National Academies Highlights the Value of Social Science

At the request of the National Science Foundation (NSF), the National Academies of Sciences, Engineering, and Medicine convened an expert committee, chaired by Alan Leshner, CEO Emeritus of the American Association for the Advancement of Science, to study the contributions of the social, behavioral, and economic (SBE) sciences to the national interest.
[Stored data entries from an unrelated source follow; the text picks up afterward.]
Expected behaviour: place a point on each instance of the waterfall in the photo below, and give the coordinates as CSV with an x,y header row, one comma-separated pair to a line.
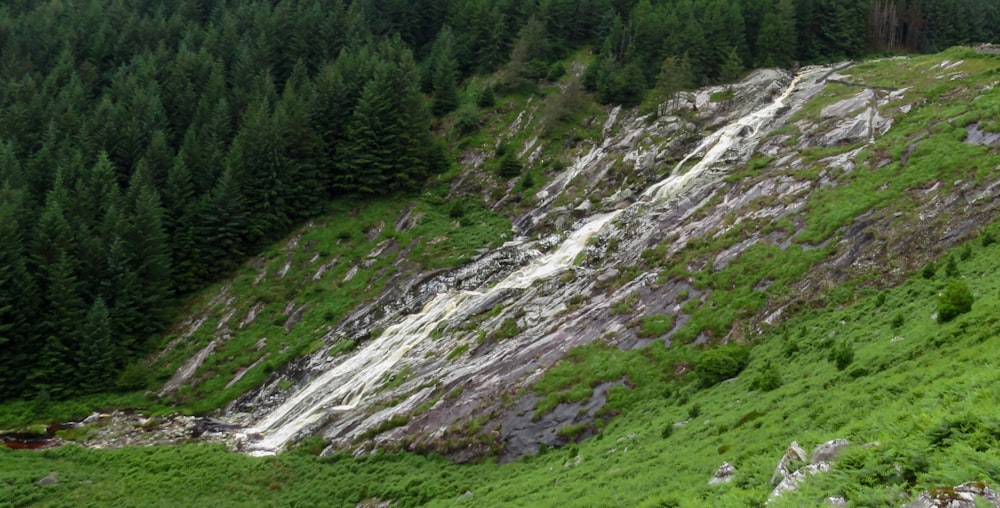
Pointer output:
x,y
344,386
716,145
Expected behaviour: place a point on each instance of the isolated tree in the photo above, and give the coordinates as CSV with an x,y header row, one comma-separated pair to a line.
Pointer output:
x,y
956,300
674,77
776,41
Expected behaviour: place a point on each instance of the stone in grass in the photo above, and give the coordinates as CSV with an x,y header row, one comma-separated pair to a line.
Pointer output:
x,y
52,477
724,474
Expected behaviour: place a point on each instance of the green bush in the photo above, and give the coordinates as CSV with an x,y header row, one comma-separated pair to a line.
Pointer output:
x,y
136,376
466,120
928,270
954,301
510,166
842,355
988,239
721,363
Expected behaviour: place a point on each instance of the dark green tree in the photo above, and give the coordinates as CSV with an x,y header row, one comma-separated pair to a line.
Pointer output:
x,y
95,356
443,68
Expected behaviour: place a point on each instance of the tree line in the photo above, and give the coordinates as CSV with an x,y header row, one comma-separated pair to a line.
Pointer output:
x,y
148,146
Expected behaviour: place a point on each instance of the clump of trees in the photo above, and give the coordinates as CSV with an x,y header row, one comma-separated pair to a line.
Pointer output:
x,y
957,299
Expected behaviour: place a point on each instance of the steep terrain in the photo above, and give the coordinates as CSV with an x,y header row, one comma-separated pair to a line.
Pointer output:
x,y
794,214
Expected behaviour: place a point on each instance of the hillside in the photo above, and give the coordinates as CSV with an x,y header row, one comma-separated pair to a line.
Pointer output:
x,y
784,262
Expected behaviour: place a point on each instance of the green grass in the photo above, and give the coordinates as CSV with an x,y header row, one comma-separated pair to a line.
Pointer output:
x,y
929,401
918,399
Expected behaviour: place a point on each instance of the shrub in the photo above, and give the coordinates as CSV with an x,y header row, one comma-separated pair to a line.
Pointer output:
x,y
842,355
509,165
457,209
466,120
965,253
954,301
988,239
136,376
487,97
721,363
950,267
655,325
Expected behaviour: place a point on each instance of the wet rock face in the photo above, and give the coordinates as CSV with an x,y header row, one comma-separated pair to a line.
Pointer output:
x,y
478,362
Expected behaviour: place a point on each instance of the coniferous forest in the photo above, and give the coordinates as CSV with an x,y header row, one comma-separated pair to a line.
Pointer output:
x,y
147,147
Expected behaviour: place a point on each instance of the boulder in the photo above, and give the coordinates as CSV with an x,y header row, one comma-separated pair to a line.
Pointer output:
x,y
828,451
793,454
51,478
724,474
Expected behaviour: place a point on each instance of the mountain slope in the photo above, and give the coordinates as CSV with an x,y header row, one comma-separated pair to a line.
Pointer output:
x,y
810,252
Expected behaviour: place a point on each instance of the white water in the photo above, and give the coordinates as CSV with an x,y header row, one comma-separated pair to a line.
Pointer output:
x,y
716,145
344,386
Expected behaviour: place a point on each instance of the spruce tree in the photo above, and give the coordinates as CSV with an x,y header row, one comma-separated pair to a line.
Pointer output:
x,y
95,356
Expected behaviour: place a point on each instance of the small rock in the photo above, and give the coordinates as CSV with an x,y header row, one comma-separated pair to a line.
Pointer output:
x,y
52,477
965,495
724,474
828,451
836,501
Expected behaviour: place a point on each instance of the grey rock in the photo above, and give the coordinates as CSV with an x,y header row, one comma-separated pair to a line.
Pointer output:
x,y
828,451
836,502
51,478
965,495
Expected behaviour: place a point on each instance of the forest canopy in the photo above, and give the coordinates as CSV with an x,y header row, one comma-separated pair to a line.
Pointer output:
x,y
148,146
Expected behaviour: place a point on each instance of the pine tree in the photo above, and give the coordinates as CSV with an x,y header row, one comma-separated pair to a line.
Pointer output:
x,y
222,229
19,306
180,221
444,73
95,356
64,309
257,160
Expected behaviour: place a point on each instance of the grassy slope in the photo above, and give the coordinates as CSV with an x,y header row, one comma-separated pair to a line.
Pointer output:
x,y
928,398
924,392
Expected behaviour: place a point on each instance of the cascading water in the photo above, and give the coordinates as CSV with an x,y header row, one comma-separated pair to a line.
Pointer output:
x,y
341,388
717,144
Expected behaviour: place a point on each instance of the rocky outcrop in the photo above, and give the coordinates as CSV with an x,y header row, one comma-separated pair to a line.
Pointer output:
x,y
791,471
724,474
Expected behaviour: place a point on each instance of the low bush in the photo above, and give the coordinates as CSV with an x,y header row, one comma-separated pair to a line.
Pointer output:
x,y
721,363
954,301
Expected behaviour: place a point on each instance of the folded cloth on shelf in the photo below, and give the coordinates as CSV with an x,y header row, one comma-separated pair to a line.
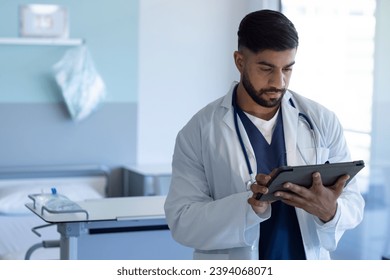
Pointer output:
x,y
82,87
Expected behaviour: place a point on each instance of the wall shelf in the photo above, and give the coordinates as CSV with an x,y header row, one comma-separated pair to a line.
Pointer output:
x,y
41,41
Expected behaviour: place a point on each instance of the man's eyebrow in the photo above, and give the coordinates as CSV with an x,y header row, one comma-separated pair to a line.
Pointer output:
x,y
272,65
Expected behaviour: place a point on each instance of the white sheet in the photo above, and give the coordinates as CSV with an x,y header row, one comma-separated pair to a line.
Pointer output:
x,y
16,223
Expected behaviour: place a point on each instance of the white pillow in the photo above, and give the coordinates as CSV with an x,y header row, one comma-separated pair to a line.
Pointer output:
x,y
13,198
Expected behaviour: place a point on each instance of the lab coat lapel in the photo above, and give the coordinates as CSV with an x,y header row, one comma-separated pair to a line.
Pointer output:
x,y
228,119
290,125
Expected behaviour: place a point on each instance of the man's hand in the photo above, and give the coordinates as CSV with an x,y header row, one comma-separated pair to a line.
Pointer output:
x,y
318,200
259,187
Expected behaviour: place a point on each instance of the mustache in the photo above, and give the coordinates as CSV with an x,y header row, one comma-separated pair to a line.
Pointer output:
x,y
272,90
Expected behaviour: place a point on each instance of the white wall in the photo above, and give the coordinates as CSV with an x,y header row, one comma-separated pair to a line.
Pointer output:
x,y
185,61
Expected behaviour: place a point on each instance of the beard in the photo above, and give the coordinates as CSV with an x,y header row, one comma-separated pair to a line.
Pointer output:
x,y
257,95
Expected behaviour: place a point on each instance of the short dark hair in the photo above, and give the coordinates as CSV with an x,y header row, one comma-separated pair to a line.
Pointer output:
x,y
267,29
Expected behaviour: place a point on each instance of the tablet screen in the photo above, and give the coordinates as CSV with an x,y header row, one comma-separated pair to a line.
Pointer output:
x,y
302,175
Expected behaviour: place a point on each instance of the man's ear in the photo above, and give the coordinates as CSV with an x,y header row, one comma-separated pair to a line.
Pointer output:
x,y
239,60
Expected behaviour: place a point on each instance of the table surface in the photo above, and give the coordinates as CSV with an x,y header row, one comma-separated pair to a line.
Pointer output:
x,y
112,208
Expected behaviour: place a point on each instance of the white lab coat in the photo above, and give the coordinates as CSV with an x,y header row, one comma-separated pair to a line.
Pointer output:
x,y
206,207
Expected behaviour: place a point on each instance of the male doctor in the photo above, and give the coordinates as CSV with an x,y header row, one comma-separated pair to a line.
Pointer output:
x,y
241,137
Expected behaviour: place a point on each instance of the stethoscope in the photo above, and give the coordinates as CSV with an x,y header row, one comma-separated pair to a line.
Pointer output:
x,y
252,175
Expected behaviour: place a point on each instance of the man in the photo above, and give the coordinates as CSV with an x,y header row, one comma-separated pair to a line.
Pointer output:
x,y
256,127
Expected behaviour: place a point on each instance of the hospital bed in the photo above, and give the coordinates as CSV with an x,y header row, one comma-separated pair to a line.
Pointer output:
x,y
79,183
107,227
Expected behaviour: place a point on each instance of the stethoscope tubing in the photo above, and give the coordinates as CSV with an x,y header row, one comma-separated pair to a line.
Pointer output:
x,y
250,171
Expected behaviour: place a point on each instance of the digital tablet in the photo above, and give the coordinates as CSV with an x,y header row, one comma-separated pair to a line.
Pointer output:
x,y
302,175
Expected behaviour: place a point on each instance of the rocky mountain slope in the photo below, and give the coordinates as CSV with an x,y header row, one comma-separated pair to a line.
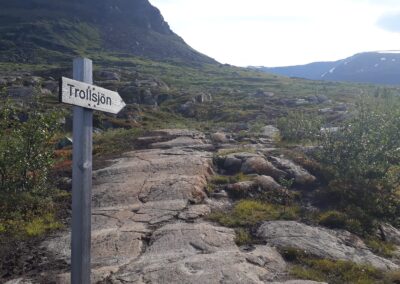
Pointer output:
x,y
151,224
40,31
381,67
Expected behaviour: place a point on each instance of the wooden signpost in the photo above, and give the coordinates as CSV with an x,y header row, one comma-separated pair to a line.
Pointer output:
x,y
85,97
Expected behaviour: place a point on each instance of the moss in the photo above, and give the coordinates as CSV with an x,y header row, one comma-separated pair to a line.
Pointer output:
x,y
40,225
250,212
223,180
380,247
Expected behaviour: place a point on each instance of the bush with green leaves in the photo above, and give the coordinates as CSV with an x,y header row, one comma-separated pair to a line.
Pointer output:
x,y
26,150
299,126
26,158
362,162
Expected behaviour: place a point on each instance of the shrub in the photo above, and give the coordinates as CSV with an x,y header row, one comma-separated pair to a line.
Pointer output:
x,y
26,159
361,163
338,271
300,126
26,152
243,237
380,247
333,219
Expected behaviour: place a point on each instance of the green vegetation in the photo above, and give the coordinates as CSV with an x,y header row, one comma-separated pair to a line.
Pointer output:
x,y
334,271
360,163
243,237
380,247
248,213
299,126
114,141
27,198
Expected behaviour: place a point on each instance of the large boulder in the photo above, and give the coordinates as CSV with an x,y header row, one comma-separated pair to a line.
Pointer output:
x,y
259,165
200,253
321,242
299,174
20,92
390,234
187,109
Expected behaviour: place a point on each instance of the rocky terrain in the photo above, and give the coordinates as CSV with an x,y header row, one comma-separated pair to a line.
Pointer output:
x,y
380,67
150,218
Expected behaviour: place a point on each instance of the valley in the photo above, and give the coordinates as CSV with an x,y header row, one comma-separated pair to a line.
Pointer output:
x,y
212,173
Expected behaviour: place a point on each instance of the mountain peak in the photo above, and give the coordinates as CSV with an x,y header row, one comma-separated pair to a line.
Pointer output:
x,y
38,31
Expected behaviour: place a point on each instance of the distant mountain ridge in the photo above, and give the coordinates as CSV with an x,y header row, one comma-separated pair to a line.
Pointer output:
x,y
40,31
379,67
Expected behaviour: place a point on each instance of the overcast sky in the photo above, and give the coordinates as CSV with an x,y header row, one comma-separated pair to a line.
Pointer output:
x,y
283,32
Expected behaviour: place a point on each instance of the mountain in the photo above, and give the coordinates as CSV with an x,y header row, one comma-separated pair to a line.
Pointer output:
x,y
381,67
45,31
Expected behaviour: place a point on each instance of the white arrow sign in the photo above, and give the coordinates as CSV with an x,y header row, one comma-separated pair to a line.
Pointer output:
x,y
89,96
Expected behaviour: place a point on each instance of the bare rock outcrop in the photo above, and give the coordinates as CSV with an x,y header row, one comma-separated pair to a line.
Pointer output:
x,y
200,253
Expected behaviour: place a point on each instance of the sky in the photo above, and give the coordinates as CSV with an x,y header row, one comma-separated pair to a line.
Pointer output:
x,y
283,32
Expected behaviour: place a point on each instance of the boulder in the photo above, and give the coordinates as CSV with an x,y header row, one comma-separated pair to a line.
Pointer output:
x,y
243,188
45,92
390,234
202,98
300,175
219,137
232,164
267,183
200,253
187,109
270,132
21,92
321,242
258,165
263,94
51,85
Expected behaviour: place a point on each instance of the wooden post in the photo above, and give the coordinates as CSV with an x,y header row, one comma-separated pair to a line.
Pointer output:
x,y
81,180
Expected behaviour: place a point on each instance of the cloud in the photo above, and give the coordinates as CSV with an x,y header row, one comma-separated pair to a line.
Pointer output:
x,y
390,22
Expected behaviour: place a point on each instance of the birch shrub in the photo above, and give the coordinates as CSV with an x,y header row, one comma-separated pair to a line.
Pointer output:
x,y
362,162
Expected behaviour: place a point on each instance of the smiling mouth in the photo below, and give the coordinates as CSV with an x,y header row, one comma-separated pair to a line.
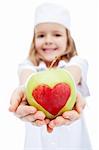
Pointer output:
x,y
49,49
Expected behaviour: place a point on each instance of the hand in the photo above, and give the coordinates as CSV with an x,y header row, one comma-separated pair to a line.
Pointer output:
x,y
20,107
68,117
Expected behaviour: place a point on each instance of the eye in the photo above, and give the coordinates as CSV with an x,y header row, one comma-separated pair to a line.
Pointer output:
x,y
57,35
40,36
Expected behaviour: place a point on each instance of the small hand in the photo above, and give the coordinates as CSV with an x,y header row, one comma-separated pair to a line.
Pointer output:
x,y
20,107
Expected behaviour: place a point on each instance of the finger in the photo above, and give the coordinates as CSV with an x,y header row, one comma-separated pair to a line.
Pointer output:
x,y
24,110
49,130
80,103
38,122
28,118
47,121
71,115
51,124
14,104
39,115
59,121
16,98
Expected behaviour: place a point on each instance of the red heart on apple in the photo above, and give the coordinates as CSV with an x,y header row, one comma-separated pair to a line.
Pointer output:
x,y
52,99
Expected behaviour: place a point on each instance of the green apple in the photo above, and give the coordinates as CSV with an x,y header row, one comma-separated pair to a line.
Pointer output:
x,y
52,91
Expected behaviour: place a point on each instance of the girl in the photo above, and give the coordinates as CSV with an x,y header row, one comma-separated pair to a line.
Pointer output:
x,y
52,45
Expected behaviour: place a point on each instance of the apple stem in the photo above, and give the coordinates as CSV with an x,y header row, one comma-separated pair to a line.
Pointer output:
x,y
53,62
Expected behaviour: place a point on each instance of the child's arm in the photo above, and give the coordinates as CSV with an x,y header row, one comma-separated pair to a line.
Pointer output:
x,y
19,105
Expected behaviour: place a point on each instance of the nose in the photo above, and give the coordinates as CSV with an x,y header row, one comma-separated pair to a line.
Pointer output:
x,y
48,40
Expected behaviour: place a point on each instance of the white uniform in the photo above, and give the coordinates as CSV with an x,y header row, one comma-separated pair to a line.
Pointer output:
x,y
71,137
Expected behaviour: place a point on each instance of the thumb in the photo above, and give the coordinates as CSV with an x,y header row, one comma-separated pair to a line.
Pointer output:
x,y
14,104
16,99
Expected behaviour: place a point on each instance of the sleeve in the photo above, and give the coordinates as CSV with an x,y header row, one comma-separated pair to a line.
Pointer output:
x,y
26,64
83,64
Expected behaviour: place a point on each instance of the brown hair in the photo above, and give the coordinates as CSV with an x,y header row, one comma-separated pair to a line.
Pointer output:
x,y
70,50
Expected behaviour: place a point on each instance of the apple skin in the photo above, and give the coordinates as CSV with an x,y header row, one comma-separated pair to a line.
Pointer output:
x,y
50,77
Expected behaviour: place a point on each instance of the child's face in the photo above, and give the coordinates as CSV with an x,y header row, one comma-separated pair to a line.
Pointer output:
x,y
50,40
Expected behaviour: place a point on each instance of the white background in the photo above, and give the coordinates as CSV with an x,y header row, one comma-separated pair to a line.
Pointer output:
x,y
16,30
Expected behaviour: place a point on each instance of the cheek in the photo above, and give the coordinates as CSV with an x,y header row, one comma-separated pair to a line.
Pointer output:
x,y
37,44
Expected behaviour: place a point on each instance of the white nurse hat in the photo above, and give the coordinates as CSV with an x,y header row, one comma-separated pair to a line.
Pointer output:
x,y
52,13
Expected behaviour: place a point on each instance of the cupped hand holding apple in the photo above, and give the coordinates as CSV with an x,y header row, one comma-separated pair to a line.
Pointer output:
x,y
19,106
68,117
The committee’s report, The Value of the Social, Behavioral, and Economic Sciences to National Priorities, published last week, is a ringing endorsement of the importance of these fields to addressing “nearly every major challenge the United States faces.” The report draws three conclusions: (1) SBE sciences “produce a better understanding of the human aspects of the natural world, contributing knowledge, methods, and tools that further the mission of the National Science Foundation;” (2) SBE sciences provide understanding, tools, and methods that help other agencies achieve their missions; (3) the SBE sciences have made contributions that “have been applicable to businesses and industry and that have enhanced the U.S. economy.” To support its findings, the report provides supporting examples detailing the contributions of SBE research to health, prosperity and welfare, national defense, progress in science, missions of other agencies, and industry and business.

The committee also issued four recommendations for NSF and the broader SBE community: (1) NSF should undertake a systematic and transparent strategic planning process related to SBE sciences; (2) NSF should “continue to support the development of tools, methods, and research teams” to advance SBE sciences, facilitate their interactions with other fields, and help NSF and other organizations more effectively address national needs; (3) NSF should support training “consistent with the ways science is evolving across all scientific fields;” and (4) NSF should work to better communicate the results and value of the SBE research it supports and to encourage the broader scientific community to increase its own efforts to better communicate the value of SBE research.